CLEMENS PANAGLSalzburg (SN). Ein Ermittlungsverfahren gegen Marcus Hank ist erst in der Vorwoche eingestellt worden. Mit seiner für Karfreitag 2006 geplanten Kunst-Prozession "ER-Lösung" hat sich der künstlerische Leiter der ARGEkultur nach der Erkenntnis der Staatsanwaltschaft nicht der "Herabwürdigung religiöser Lehren" verdächtig gemacht.

Ein ganzes Jahr hat dieses Nachspiel zu einer Aktion gedauert, deren Ankündigung (zur Erinnerung: das Plakat zeigte eine nackte Frau am Kreuz) bereits so heftige Debatten ausgelöst hatte, dass die Prozession von der Franziskanerkirche über den Domplatz zur ARGEkultur selbst schließlich abgesagt wurde.

Dieser Tage ist Marcus Hank wieder auf dem Domplatz unterwegs. Um einen zweiten Versuch einer Durchführung der "ER-Lösungs"-Prozession geht es ihm allerdings nicht. Übernächste Woche will Hank in der ARGEkultur (19. bis 21. 4.) eine "dokumentarisch-fiktive Collage" unter dem Titel "Totentanz" realisieren. Dafür werden in der Innenstadt auch Salzburger Karfreitags-Impressionen gefilmt.

Bewusst spielt der Regisseur mit der Titelwahl seines Projektes auf den Salzburger "Totentanz" an, den der Dramatiker Bertolt Brecht einst für Salzburg schreiben sollte - zu dessen Umsetzung es aber ebenfalls nie gekommen ist. Um das "Leben, Sterben und tot sein in Salzburg" soll es in der Inszenierung auf mehreren Ebenen gehen. Entstehen soll so ein "szenisches Sittengemälde" (Hank). Dieses könne Blicke auf eine Festspielstadt eröffnen, die "vor allem tote Kunst in den Vordergrund stellt und sehr wenig wagt, was ihren Besuchern den Appetit verderben könnte". Gleichzeitig gehe es um eine Aufarbeitung der Erregungen und Hetzkampagnen rund um die "ER-Lösung".

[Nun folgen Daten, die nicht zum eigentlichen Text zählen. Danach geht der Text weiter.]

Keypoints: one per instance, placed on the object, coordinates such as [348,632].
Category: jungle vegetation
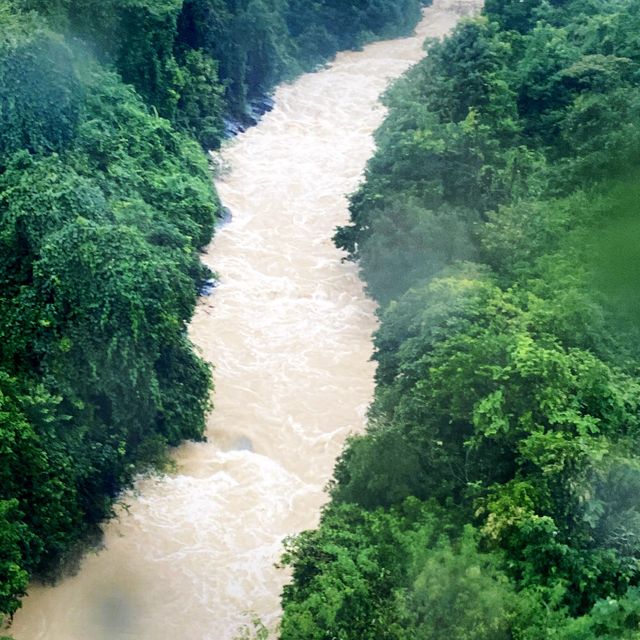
[106,199]
[495,494]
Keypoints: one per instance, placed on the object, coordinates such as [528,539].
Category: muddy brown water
[289,330]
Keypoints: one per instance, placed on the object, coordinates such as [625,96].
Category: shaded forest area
[105,201]
[495,495]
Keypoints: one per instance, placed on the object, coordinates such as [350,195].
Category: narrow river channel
[289,331]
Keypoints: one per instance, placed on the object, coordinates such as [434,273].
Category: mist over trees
[105,201]
[495,493]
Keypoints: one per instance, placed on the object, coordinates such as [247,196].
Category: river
[289,330]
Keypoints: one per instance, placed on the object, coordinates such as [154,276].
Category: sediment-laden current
[289,331]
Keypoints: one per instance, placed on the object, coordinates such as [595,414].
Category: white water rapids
[289,331]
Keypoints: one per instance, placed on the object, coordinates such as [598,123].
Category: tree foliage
[497,228]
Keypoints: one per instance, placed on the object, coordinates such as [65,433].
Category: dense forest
[105,201]
[495,493]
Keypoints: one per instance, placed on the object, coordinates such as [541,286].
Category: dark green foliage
[507,395]
[196,61]
[40,93]
[104,206]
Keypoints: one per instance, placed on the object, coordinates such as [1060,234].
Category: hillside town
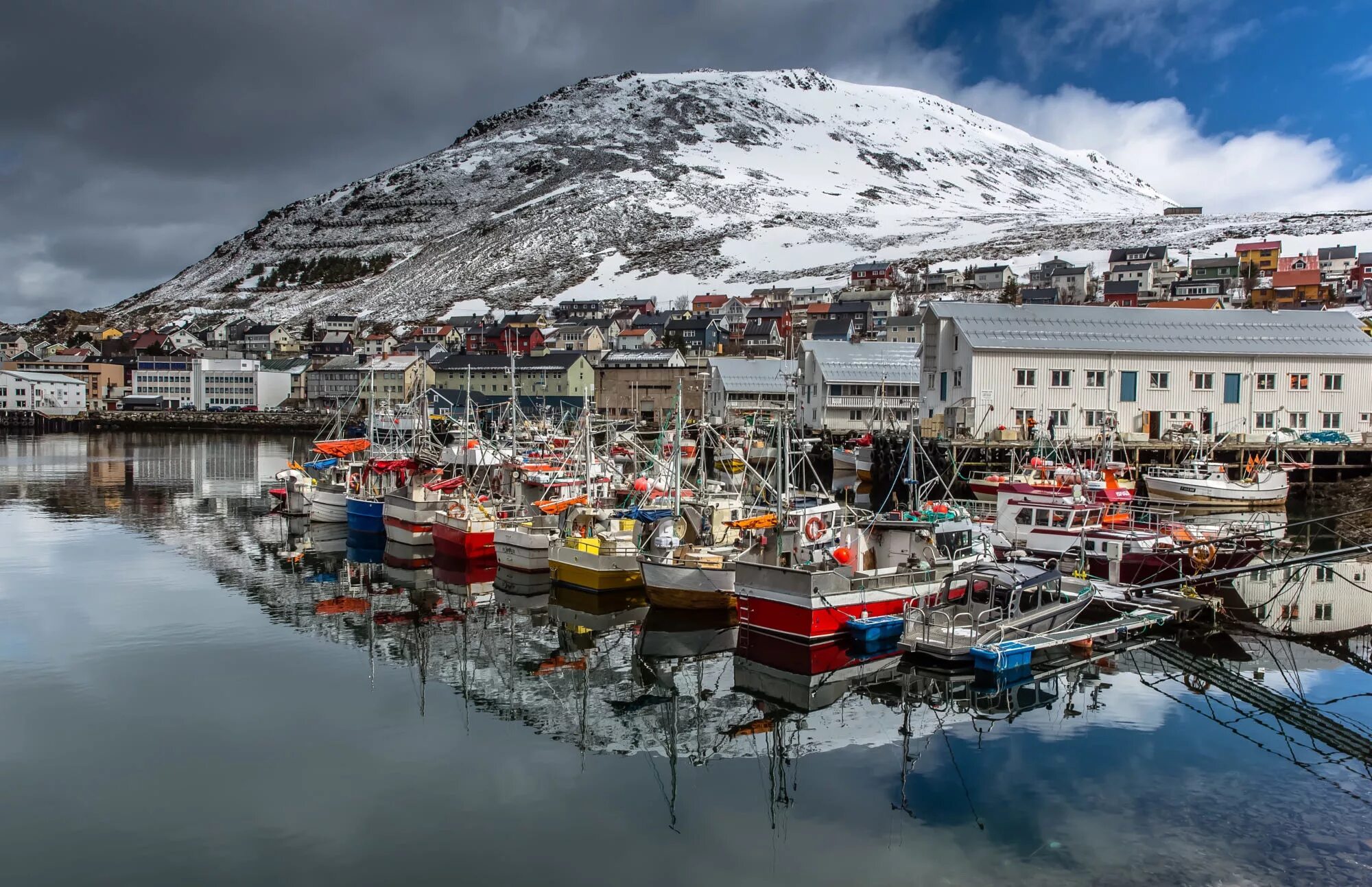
[924,333]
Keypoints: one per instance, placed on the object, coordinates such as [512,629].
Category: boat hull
[687,587]
[329,507]
[453,540]
[521,549]
[595,573]
[364,515]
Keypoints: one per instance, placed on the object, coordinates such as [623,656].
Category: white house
[853,388]
[1145,370]
[211,382]
[747,385]
[47,393]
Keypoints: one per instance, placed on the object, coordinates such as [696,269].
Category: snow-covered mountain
[662,183]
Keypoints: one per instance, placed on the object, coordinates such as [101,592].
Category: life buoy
[1203,556]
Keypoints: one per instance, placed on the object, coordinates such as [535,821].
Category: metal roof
[1156,330]
[868,362]
[754,375]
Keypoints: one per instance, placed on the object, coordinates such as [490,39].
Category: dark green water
[178,706]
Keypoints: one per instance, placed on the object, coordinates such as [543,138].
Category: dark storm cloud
[137,137]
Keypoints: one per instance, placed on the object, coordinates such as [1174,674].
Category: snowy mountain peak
[655,183]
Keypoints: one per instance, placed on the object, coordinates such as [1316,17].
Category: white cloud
[1161,142]
[1356,69]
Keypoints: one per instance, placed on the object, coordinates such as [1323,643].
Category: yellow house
[1264,255]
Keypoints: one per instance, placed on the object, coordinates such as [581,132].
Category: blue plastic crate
[1004,657]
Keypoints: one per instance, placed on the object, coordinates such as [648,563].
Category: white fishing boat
[1204,482]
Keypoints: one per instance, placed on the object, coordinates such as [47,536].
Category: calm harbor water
[186,699]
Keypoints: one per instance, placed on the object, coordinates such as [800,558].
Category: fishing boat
[1205,482]
[466,530]
[854,458]
[993,603]
[1112,544]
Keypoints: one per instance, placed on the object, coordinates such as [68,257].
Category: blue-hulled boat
[364,515]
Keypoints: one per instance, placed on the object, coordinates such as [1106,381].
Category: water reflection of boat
[596,611]
[687,633]
[805,677]
[366,547]
[511,581]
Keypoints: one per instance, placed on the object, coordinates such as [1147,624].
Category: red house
[504,340]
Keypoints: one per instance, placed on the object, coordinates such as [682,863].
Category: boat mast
[677,453]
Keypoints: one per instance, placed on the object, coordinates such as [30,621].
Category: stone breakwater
[189,421]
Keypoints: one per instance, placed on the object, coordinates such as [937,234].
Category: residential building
[1222,268]
[105,382]
[1072,283]
[333,344]
[1155,256]
[1145,370]
[762,338]
[643,385]
[742,386]
[379,344]
[709,304]
[13,344]
[858,312]
[883,304]
[840,330]
[873,275]
[993,278]
[1263,255]
[853,386]
[780,315]
[211,382]
[1293,289]
[396,378]
[700,335]
[335,382]
[552,375]
[45,393]
[581,338]
[341,323]
[1122,293]
[1337,261]
[636,340]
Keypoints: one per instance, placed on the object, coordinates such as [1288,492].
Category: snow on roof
[868,362]
[759,375]
[1150,330]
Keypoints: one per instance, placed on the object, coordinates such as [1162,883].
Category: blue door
[1231,388]
[1130,386]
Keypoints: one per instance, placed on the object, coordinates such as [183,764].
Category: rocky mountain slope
[670,182]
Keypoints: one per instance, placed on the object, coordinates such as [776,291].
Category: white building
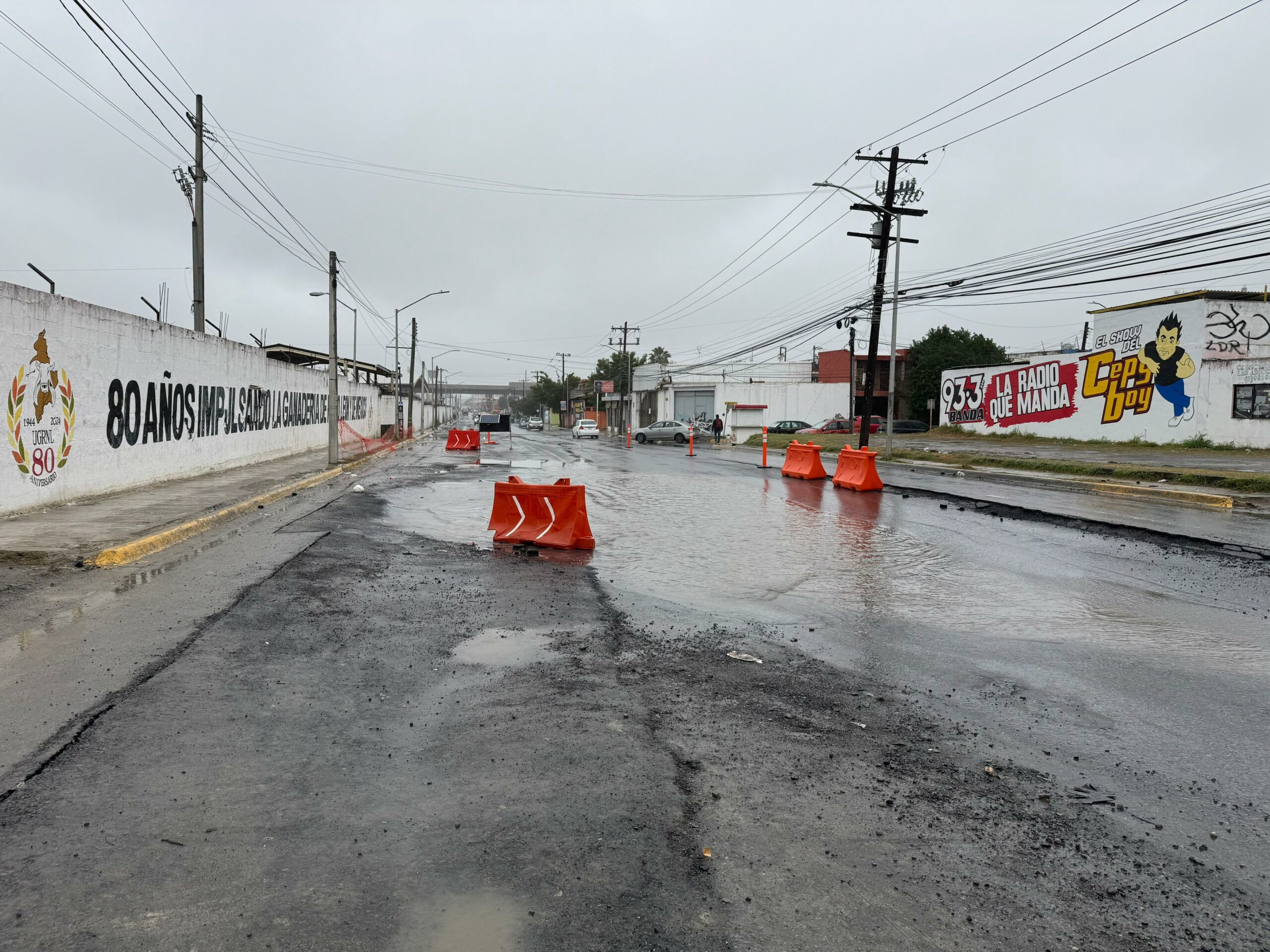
[1165,371]
[746,395]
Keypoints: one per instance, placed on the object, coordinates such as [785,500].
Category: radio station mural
[1143,376]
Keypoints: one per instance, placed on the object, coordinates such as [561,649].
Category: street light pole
[397,351]
[332,371]
[564,386]
[436,402]
[887,214]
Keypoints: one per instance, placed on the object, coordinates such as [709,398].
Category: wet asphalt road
[389,738]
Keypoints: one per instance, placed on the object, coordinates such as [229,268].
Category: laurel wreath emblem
[13,419]
[67,419]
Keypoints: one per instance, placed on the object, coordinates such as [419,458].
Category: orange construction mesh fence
[353,443]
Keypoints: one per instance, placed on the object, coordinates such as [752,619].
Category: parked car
[662,431]
[789,427]
[908,427]
[835,424]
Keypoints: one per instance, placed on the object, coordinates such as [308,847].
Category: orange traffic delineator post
[803,463]
[541,515]
[858,470]
[463,440]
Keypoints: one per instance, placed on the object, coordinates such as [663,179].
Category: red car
[841,424]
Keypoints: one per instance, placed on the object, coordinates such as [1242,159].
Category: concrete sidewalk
[1236,461]
[79,531]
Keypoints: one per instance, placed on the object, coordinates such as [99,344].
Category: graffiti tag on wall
[1231,333]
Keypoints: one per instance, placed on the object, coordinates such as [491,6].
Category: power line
[1042,75]
[1008,73]
[1101,75]
[333,160]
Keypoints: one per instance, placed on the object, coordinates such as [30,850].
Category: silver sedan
[663,431]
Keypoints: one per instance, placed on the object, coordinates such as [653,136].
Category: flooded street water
[1132,655]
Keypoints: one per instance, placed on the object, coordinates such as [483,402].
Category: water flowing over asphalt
[968,731]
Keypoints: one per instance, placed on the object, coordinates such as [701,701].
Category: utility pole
[200,239]
[882,238]
[564,385]
[332,367]
[397,358]
[851,363]
[631,372]
[894,324]
[414,330]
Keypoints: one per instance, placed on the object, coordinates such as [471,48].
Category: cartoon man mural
[44,376]
[1170,365]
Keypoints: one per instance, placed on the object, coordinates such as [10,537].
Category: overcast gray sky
[688,98]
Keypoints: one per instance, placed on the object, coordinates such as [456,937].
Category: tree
[618,368]
[545,393]
[942,350]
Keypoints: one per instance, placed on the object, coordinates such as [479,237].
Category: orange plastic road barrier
[803,463]
[858,470]
[543,515]
[463,440]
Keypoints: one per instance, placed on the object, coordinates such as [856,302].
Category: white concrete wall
[785,402]
[1109,394]
[150,402]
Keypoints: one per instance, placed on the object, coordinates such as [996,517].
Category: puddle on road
[506,648]
[775,550]
[475,922]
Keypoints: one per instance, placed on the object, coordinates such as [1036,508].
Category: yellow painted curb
[159,541]
[1179,495]
[148,545]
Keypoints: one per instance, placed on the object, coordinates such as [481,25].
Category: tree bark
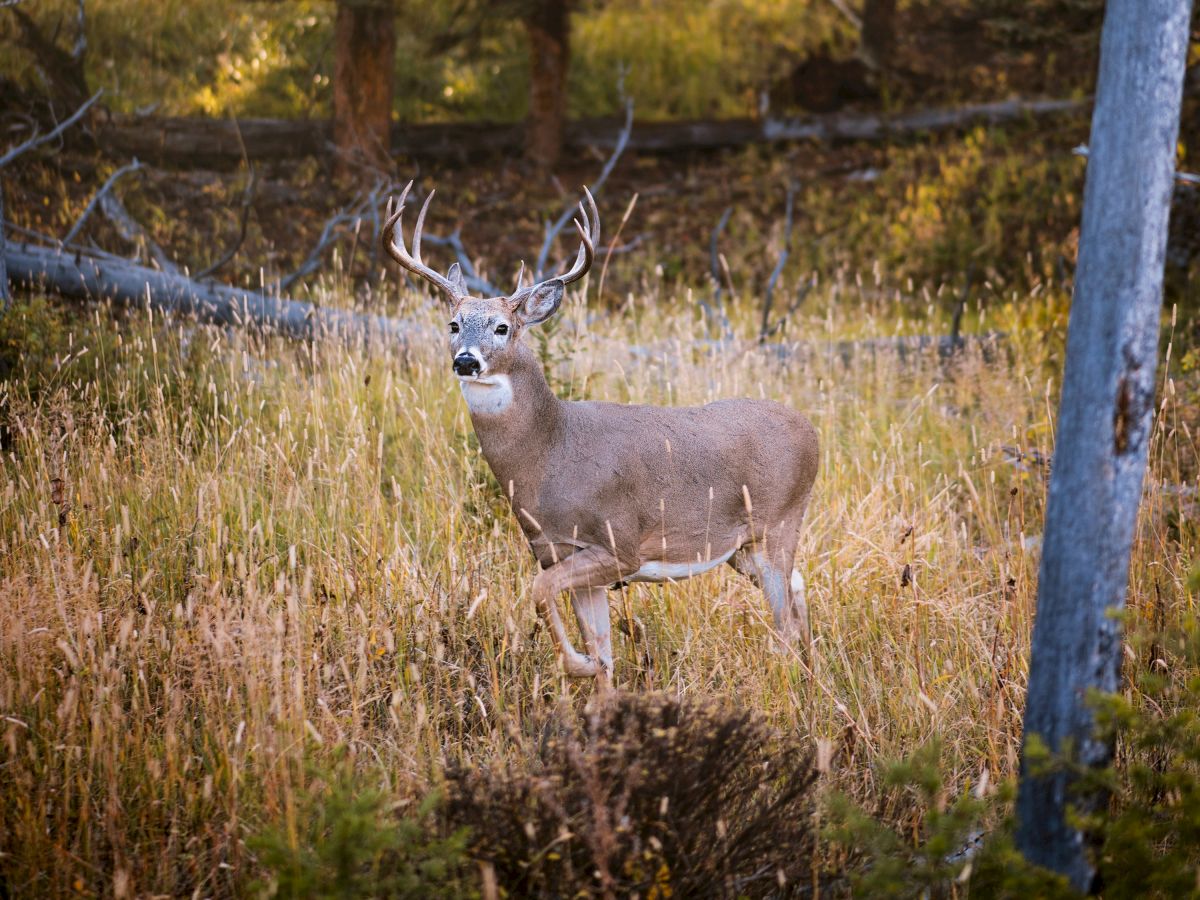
[1104,419]
[364,64]
[877,37]
[549,27]
[88,279]
[223,144]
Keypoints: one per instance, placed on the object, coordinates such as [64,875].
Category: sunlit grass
[225,558]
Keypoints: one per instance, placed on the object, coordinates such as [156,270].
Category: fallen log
[83,277]
[227,143]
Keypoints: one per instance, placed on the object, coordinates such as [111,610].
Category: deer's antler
[589,237]
[394,243]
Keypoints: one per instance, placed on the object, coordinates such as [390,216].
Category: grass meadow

Mit der geplanten Prozession habe die ARGE im Vorjahr "den Finger in eine Wunde gelegt". An dem Verlauf der Aktion sei abzulesen gewesen, "nach welchen Mechanismen in dieser Stadt Skandale funktionieren". Jene, die sich am heftigsten über das Projekt erregt hätten, "haben am wenigsten über den Inhalt gewusst". Um die Idee der Prozession, das Leid in der Jetzt-Zeit zu thematisieren und Opfer-Rollen neu zu hinterfragen, sei es "in der ganzen Auseinandersetzung ja kaum mehr gegangen".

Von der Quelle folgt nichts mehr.